As Christmas approached, I still hadn’t heard from Jack. But one blustery December day, Wogs and Judy breezed into the dorm. Judy’s leg was pretty much healed, although she had a bit of a limp. They announced they were over the San Francisco thing and were on their way to buy some farmland in Vermont. I was ecstatic to see them. There was so much I wanted to talk to Wogs about—all the Count Santa Claus stuff and her dad and Grayson and of course Jack—stuff I didn’t feel quite right just throwing into a letter. But they had old professors to visit and friends to party with and somehow we never got any time alone.

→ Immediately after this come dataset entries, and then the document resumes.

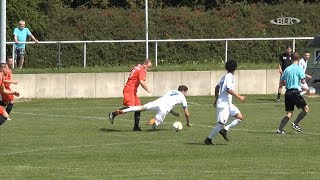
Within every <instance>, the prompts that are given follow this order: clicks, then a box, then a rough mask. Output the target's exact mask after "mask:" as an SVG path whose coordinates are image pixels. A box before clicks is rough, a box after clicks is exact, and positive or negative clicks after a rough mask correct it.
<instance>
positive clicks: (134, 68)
mask: <svg viewBox="0 0 320 180" xmlns="http://www.w3.org/2000/svg"><path fill="white" fill-rule="evenodd" d="M146 78H147V70H146V69H145V68H144V67H143V66H142V65H140V64H138V65H137V66H136V67H134V68H133V69H132V70H131V72H130V74H129V77H128V81H127V83H126V85H125V86H124V89H126V90H132V91H134V92H137V89H138V87H139V85H140V80H143V81H145V80H146Z"/></svg>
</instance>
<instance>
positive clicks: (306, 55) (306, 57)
mask: <svg viewBox="0 0 320 180" xmlns="http://www.w3.org/2000/svg"><path fill="white" fill-rule="evenodd" d="M309 58H310V52H309V51H304V52H303V59H304V60H308V59H309Z"/></svg>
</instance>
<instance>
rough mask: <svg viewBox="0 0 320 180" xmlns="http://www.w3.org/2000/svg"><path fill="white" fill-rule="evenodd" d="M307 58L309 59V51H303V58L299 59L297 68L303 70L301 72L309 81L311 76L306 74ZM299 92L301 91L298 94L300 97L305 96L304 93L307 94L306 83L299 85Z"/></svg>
mask: <svg viewBox="0 0 320 180" xmlns="http://www.w3.org/2000/svg"><path fill="white" fill-rule="evenodd" d="M309 58H310V52H309V51H304V53H303V58H301V59H300V60H299V66H300V67H301V68H302V69H303V72H304V74H305V76H306V77H307V78H309V79H311V78H312V76H310V75H308V74H306V70H307V66H308V60H309ZM300 90H301V93H300V94H301V95H305V94H306V93H308V94H309V86H308V84H307V83H306V82H305V83H303V84H302V83H301V88H300Z"/></svg>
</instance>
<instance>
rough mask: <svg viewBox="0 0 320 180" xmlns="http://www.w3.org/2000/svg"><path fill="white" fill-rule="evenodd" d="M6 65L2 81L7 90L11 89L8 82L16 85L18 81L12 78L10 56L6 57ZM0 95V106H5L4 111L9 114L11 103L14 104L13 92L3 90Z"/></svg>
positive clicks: (12, 61) (12, 106)
mask: <svg viewBox="0 0 320 180" xmlns="http://www.w3.org/2000/svg"><path fill="white" fill-rule="evenodd" d="M7 65H8V68H9V70H8V72H7V74H6V76H4V79H3V82H4V87H5V88H6V89H7V90H11V89H10V84H14V85H17V84H18V81H14V80H12V71H11V68H12V66H13V59H12V58H10V57H9V58H7ZM0 95H1V101H0V104H1V105H2V106H6V111H7V113H8V114H10V112H11V110H12V108H13V104H14V101H13V99H14V96H13V94H4V93H3V92H0ZM7 120H10V118H8V119H7Z"/></svg>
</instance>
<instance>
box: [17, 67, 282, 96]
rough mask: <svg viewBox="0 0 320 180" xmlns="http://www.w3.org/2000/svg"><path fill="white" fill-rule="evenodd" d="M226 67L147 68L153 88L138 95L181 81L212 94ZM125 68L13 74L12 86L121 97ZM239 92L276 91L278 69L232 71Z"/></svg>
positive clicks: (178, 82)
mask: <svg viewBox="0 0 320 180" xmlns="http://www.w3.org/2000/svg"><path fill="white" fill-rule="evenodd" d="M225 73H226V72H225V71H183V72H182V71H173V72H148V73H147V83H148V86H149V87H150V88H151V89H152V90H153V93H151V94H149V93H147V92H145V91H144V90H143V89H142V88H141V87H139V89H138V94H139V96H141V97H143V96H161V95H163V94H164V93H165V92H167V91H168V90H170V89H177V87H178V86H179V85H181V84H184V85H186V86H187V87H188V88H189V91H188V95H189V96H198V95H213V94H214V87H215V86H216V84H217V83H218V81H219V80H220V78H221V77H222V76H223V75H224V74H225ZM128 74H129V73H127V72H125V73H124V72H115V73H66V74H64V73H63V74H14V76H13V79H17V80H19V84H18V85H17V86H15V85H11V87H12V89H13V90H16V91H19V92H20V94H21V97H22V98H80V97H86V98H108V97H122V88H123V86H124V84H125V83H126V80H127V77H128ZM235 76H236V79H237V88H236V91H238V92H239V93H240V94H275V93H277V86H278V83H279V73H278V72H277V70H239V71H236V72H235Z"/></svg>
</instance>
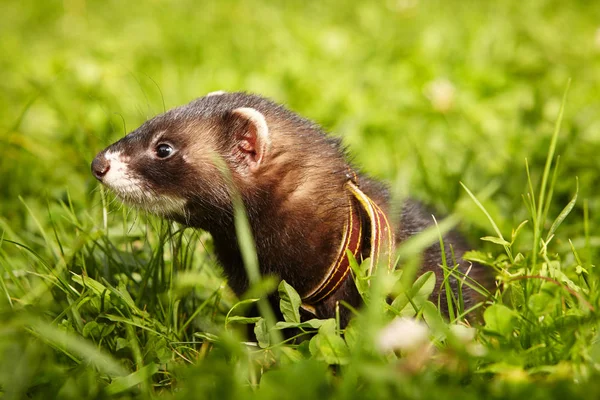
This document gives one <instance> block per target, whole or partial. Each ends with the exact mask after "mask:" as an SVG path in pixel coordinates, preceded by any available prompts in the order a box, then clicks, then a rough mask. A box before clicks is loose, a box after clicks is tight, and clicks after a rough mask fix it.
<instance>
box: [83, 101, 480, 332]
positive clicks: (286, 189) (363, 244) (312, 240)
mask: <svg viewBox="0 0 600 400" xmlns="http://www.w3.org/2000/svg"><path fill="white" fill-rule="evenodd" d="M224 167H225V168H226V170H227V173H224V171H223V168H224ZM91 169H92V173H93V175H94V176H95V177H96V178H97V179H98V180H99V181H100V182H101V183H102V184H104V185H106V186H107V187H108V188H109V189H111V190H112V191H113V192H114V193H115V194H116V195H117V196H118V197H119V198H120V199H121V200H122V201H123V202H125V203H126V204H129V205H132V206H135V207H138V208H141V209H143V210H146V211H149V212H150V213H153V214H156V215H159V216H161V217H164V218H167V219H170V220H173V221H176V222H179V223H181V224H184V225H185V226H188V227H192V228H198V229H202V230H205V231H208V232H209V233H210V234H211V235H212V237H213V240H214V246H215V252H216V255H217V258H218V260H219V262H220V264H221V265H222V267H223V269H224V272H225V274H226V276H227V278H228V283H229V285H230V287H231V288H232V289H233V290H234V292H236V293H237V294H238V295H241V294H242V293H244V292H245V291H246V290H247V289H248V287H249V283H248V278H247V276H246V273H245V269H244V266H243V262H242V256H241V254H240V249H239V246H238V240H237V237H236V230H235V223H234V196H235V195H237V196H239V197H238V198H240V199H241V200H242V202H243V205H244V206H245V210H246V213H247V217H248V221H249V224H250V227H251V231H252V234H253V237H254V241H255V243H256V254H257V257H258V261H259V265H260V272H261V273H262V274H263V275H275V276H276V277H278V278H279V279H284V280H285V281H287V282H288V283H289V284H290V285H292V286H293V287H294V288H295V289H296V291H297V292H298V293H299V294H300V296H301V297H302V299H303V305H305V306H306V307H303V309H304V310H303V318H304V319H307V318H310V317H314V316H316V317H319V318H330V317H334V316H335V309H336V303H337V302H339V301H340V300H344V301H345V302H347V303H348V304H350V305H351V306H353V307H359V306H360V305H361V296H360V294H359V292H358V290H357V288H356V285H355V283H354V281H353V279H352V276H351V273H348V270H349V269H350V268H349V266H348V257H347V252H346V251H345V250H347V249H350V247H352V249H350V250H351V252H352V253H353V255H355V256H356V258H359V261H360V259H363V258H367V257H369V256H376V254H374V251H373V250H374V249H373V247H374V246H380V244H379V243H378V240H375V239H377V237H376V236H377V235H379V236H386V235H387V238H388V241H391V242H393V243H388V244H390V245H397V244H399V243H401V242H403V241H405V240H406V239H407V238H409V237H411V236H413V235H415V234H417V233H418V232H420V231H422V230H423V229H424V228H426V227H428V226H430V225H431V224H432V218H431V215H430V214H428V213H426V212H425V211H424V210H423V208H422V207H421V206H420V205H419V204H418V203H417V202H415V201H410V200H409V201H407V202H406V203H405V204H404V205H403V207H402V210H401V212H399V213H398V214H399V215H393V214H392V213H391V209H392V207H391V204H390V193H389V190H388V188H387V187H386V186H385V185H384V184H383V183H381V182H379V181H377V180H375V179H373V178H371V177H369V176H368V175H366V174H364V173H360V172H358V171H357V170H356V168H355V167H354V166H353V165H351V164H350V163H349V161H348V157H347V154H346V150H345V148H344V147H343V145H342V144H341V141H340V139H338V138H334V137H332V136H330V135H328V134H326V133H325V132H324V131H323V130H322V129H321V128H320V127H319V126H318V125H317V124H315V123H314V122H312V121H310V120H308V119H305V118H303V117H301V116H299V115H298V114H296V113H294V112H292V111H290V110H288V109H287V108H285V107H284V106H282V105H279V104H276V103H275V102H273V101H271V100H269V99H266V98H264V97H261V96H258V95H254V94H248V93H242V92H238V93H225V92H216V93H211V94H209V95H207V96H205V97H201V98H198V99H196V100H194V101H192V102H191V103H189V104H186V105H183V106H179V107H176V108H173V109H171V110H169V111H167V112H165V113H163V114H160V115H158V116H156V117H154V118H152V119H151V120H149V121H147V122H145V123H144V124H143V125H142V126H140V127H139V128H138V129H136V130H135V131H133V132H131V133H129V134H128V135H127V136H125V137H124V138H122V139H121V140H119V141H117V142H116V143H114V144H112V145H110V146H108V147H107V148H106V149H105V150H103V151H101V152H100V153H98V155H97V156H96V158H95V159H94V160H93V162H92V165H91ZM349 185H350V186H349ZM352 187H354V188H356V189H357V190H358V191H359V192H360V193H362V194H363V195H364V196H365V198H367V199H368V200H366V201H367V203H369V204H370V205H372V206H373V209H376V210H379V211H376V214H377V215H379V216H380V217H382V220H385V223H384V224H383V225H381V226H379V225H378V226H375V225H373V224H374V222H373V221H374V219H373V215H371V214H369V213H368V212H367V209H366V208H365V204H364V203H363V204H361V202H360V199H358V197H357V195H356V194H354V195H353V194H352V193H351V190H348V188H351V189H352ZM377 215H376V216H377ZM370 222H371V223H370ZM359 233H360V236H358V234H359ZM381 233H383V234H381ZM344 243H345V244H347V246H344ZM451 247H452V249H453V251H454V257H455V259H456V260H458V262H459V263H460V264H461V266H460V271H461V272H462V273H467V271H468V272H469V276H470V277H472V278H474V279H475V280H478V279H479V278H483V277H484V275H485V271H484V270H483V267H482V266H480V265H476V264H473V265H466V263H465V262H464V261H462V259H461V257H462V254H463V253H464V251H465V245H464V244H463V242H462V239H461V238H460V237H459V236H458V235H457V234H455V233H450V234H448V235H446V236H445V250H446V259H447V260H449V261H448V263H449V264H451V263H452V261H451V260H452V259H453V258H452V254H451V253H450V249H451ZM388 256H389V255H388ZM441 260H442V252H441V248H440V246H439V245H432V246H431V247H429V248H427V249H426V250H425V251H424V253H423V255H422V268H421V270H422V271H433V272H434V273H435V275H436V282H437V283H436V290H435V291H434V294H433V296H435V297H436V298H437V294H438V293H440V292H441V297H442V302H443V303H444V302H445V295H444V293H443V292H444V290H440V283H441V282H442V280H443V272H442V268H441V267H440V265H441V264H442V261H441ZM335 268H338V269H337V270H335V271H333V270H334V269H335ZM340 268H342V269H343V270H340ZM344 268H345V269H344ZM332 271H333V272H332ZM334 275H335V276H334ZM324 284H326V285H327V286H326V287H324V286H323V285H324ZM452 285H453V287H454V289H455V290H456V286H457V283H456V280H453V283H452ZM319 288H320V289H321V290H322V292H319V293H318V295H317V294H316V293H315V291H318V290H319ZM274 296H275V297H276V295H274ZM315 296H316V297H315ZM463 296H464V299H465V304H466V305H470V304H473V302H474V301H475V299H477V294H476V293H475V292H474V291H473V290H471V289H469V288H468V287H465V288H464V292H463ZM445 307H446V305H445V304H443V305H442V308H445ZM340 312H341V319H342V323H343V324H345V323H346V322H347V321H348V319H349V317H350V312H349V311H348V310H346V309H345V307H340Z"/></svg>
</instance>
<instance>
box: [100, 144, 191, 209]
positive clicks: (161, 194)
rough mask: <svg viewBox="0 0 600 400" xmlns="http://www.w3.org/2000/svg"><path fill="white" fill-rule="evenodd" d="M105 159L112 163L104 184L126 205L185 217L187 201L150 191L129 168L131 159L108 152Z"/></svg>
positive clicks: (117, 152)
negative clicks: (158, 193) (126, 204)
mask: <svg viewBox="0 0 600 400" xmlns="http://www.w3.org/2000/svg"><path fill="white" fill-rule="evenodd" d="M104 158H105V159H106V160H107V161H109V162H110V169H109V170H108V172H107V173H106V175H105V176H104V178H103V179H102V183H104V184H105V185H106V186H108V187H109V188H110V189H111V190H112V191H113V192H115V194H116V195H117V196H118V197H119V198H121V199H122V200H123V201H124V202H125V203H128V204H131V205H133V206H136V207H140V208H142V209H144V210H146V211H149V212H151V213H153V214H158V215H168V214H179V215H184V211H185V205H186V203H187V200H185V199H181V198H177V197H172V196H166V195H164V194H158V193H155V192H153V191H152V190H149V189H148V187H147V185H144V182H143V180H142V179H141V178H140V177H138V176H136V175H135V173H134V172H133V171H132V170H131V169H130V168H129V165H128V161H129V157H126V156H123V155H122V154H121V153H120V152H112V151H107V152H106V153H105V154H104Z"/></svg>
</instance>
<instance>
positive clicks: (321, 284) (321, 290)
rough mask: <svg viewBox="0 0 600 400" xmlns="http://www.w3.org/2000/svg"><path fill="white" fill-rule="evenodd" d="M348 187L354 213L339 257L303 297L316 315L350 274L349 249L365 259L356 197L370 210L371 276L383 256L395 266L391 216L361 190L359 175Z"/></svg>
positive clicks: (353, 254) (345, 185) (360, 260)
mask: <svg viewBox="0 0 600 400" xmlns="http://www.w3.org/2000/svg"><path fill="white" fill-rule="evenodd" d="M345 187H346V189H347V190H348V191H349V192H350V193H349V194H350V196H348V204H349V208H350V212H349V213H348V219H347V221H346V223H345V224H344V235H343V237H342V242H341V244H340V248H339V250H338V256H337V257H336V259H335V261H334V262H333V263H332V264H331V266H330V267H329V270H328V271H327V273H326V274H325V276H324V277H323V279H322V280H321V282H320V283H319V284H318V285H317V286H316V287H315V288H314V289H313V290H311V291H310V292H309V293H307V294H306V295H304V296H303V297H302V308H303V309H305V310H306V311H309V312H311V313H312V314H315V306H316V305H317V304H318V303H320V302H321V301H323V300H325V299H326V298H327V297H328V296H329V295H331V294H332V293H333V292H334V291H335V290H336V289H337V288H339V287H340V285H341V284H342V282H344V280H345V279H346V277H347V276H348V274H349V273H350V269H351V268H350V260H349V257H348V254H347V251H348V250H349V251H350V253H352V255H353V256H354V258H355V259H356V260H357V261H359V262H361V261H362V258H361V257H360V255H361V253H362V252H361V250H362V248H361V245H362V242H363V227H362V219H361V217H360V213H359V210H358V209H357V207H356V206H355V205H354V203H353V201H352V198H355V199H356V200H358V203H359V204H360V206H361V208H362V209H363V210H364V211H365V212H366V213H367V215H368V217H369V223H370V226H371V238H370V239H371V251H370V254H369V270H368V275H369V276H370V275H372V274H373V270H374V268H376V267H377V265H378V264H379V262H380V259H381V260H382V261H381V262H385V263H386V264H387V265H388V268H389V269H391V268H392V247H393V244H394V233H393V231H392V228H391V226H390V223H389V221H388V218H387V216H386V215H385V214H384V212H383V211H382V210H381V208H380V207H379V206H378V205H377V204H376V203H375V202H374V201H373V200H372V199H371V198H370V197H369V196H367V195H366V194H365V193H364V192H363V191H362V190H360V188H359V187H358V185H357V184H356V175H354V179H349V180H348V182H346V184H345Z"/></svg>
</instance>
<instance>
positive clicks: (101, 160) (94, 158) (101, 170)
mask: <svg viewBox="0 0 600 400" xmlns="http://www.w3.org/2000/svg"><path fill="white" fill-rule="evenodd" d="M109 170H110V161H109V160H107V159H106V158H105V157H104V154H103V153H101V154H98V155H97V156H96V158H94V161H92V174H94V176H95V177H96V179H98V180H99V181H102V178H104V175H106V173H107V172H108V171H109Z"/></svg>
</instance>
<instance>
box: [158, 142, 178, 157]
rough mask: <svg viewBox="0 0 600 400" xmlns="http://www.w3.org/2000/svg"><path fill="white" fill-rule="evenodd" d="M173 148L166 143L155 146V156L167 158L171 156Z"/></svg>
mask: <svg viewBox="0 0 600 400" xmlns="http://www.w3.org/2000/svg"><path fill="white" fill-rule="evenodd" d="M173 151H174V150H173V148H172V147H171V146H169V145H168V144H166V143H161V144H159V145H158V146H156V155H157V157H158V158H167V157H169V156H170V155H172V154H173Z"/></svg>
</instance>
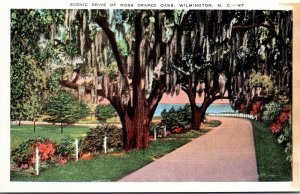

Christmas was something of a chore, because Dad and I were required to visit all of Mary-Margaret’s relatives in South Boston—there had to be twelve separate households. We ate Christmas dinner itself at her mother’s house, where no fewer than twenty-nine of us sat on folding chairs around amassed card tables, stuffing ourselves with Butterball turkey and green bean casserole. Being female, I was expected to assist in the kitchen at most of these events, and I drifted like a ghost among all the talkative Irishwomen. But I didn’t mind spreading pimento cheese on the celery sticks or impaling black olives with toothpicks. There was not a marzipan pig to be seen, and all the noise and bustle kept me from thinking too much about that horrible Christmas so long ago.
Mary Margaret had a lifetime supply of Christmas cards she’d bought at a going-out-of-business sale. She kindly offered me some to send to my “Christian friends.” I found one with a red-nosed reindeer on it and sent it to Jack’s APO box.
But I didn’t hear a word back.
During the second semester, as graduation loomed, I had to face the awful prospect of living in the real world. I felt like a stupid child compared to Lois, who not only had been planning her July wedding for a year, but already had a job lined up at a dentist’s office so she could support Leonard while he went to med school at NYU.
Wogs invited me to join the commune with her and Judy, but when I contemplated a future of milking goats, cleaning latrines, and listening to consciousness- raising speeches, graduate school started to look pretty good. Maybe I could teach. Although it was past the deadline, my dad managed to pull some strings so I’d be able take a few graduate courses at Harvard in the fall. He even said he’d try to get me a job shelving books at Weidner library for the summer. It was kind of amazing for him to be parenting me for a change. I started to feel OK about the future.
Until that night in April when I came back from the library and found the freshmen playing Sergeant Major with a strange man. It only took a moment for me to recognize that lazy Cary Grant voice—and that suit.
My whole body went cold.
Alistair Milbourne was back at Bryn Mawr. And back in my life.